The separator is a microporous polyolefin membrane, typically polypropylene (PP) or polyethylene (PE), or a trilayer PP/PE/PP. Thickness is 20 to 30 microns for prismatic and pouch cells, 30 to 40 microns for cylindrical cells. Porosity is 40 to 55 percent, with pore sizes of 0.03 to 0.1 microns (small enough to block dendrites but large enough for ion passage). The separator has a shutdown feature: at 130-140°C (for PE) or 160-170°C (for PP), the pores close, stopping ion flow and cutting off the current before thermal runaway. Tensile strength in the machine direction is 100-150 MPa, and 10-15 MPa in the transverse direction.

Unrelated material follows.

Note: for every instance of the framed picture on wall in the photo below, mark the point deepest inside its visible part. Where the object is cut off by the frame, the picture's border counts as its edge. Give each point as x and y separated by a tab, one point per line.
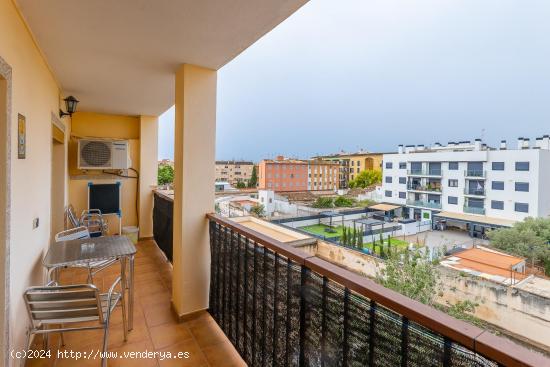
21	136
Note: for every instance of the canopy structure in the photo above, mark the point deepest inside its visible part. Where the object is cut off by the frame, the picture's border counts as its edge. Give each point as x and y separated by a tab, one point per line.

The separator wets easily with the carbonate-based electrolyte (contact angle <30 degrees after plasma treatment).

Current Collectors

The cathode current collector is aluminum foil (99.5 percent purity, 15 to 25 microns thick). The anode current collector is copper foil (99.9 percent purity, 10 to 20 microns thick). The foil surface is treated (etched or coated with a carbon layer) to improve adhesion of the electrode slurry. Contact resistance between the foil and electrode coating is typically 0.5 to 2 ohm·cm². The tabs connecting the current collectors to the external terminals are nickel-plated copper (cathode) and pure nickel (anode) to prevent galvanic corrosion. The tabs are welded to the foils using ultrasonic welding, with weld strength of 20-50 N.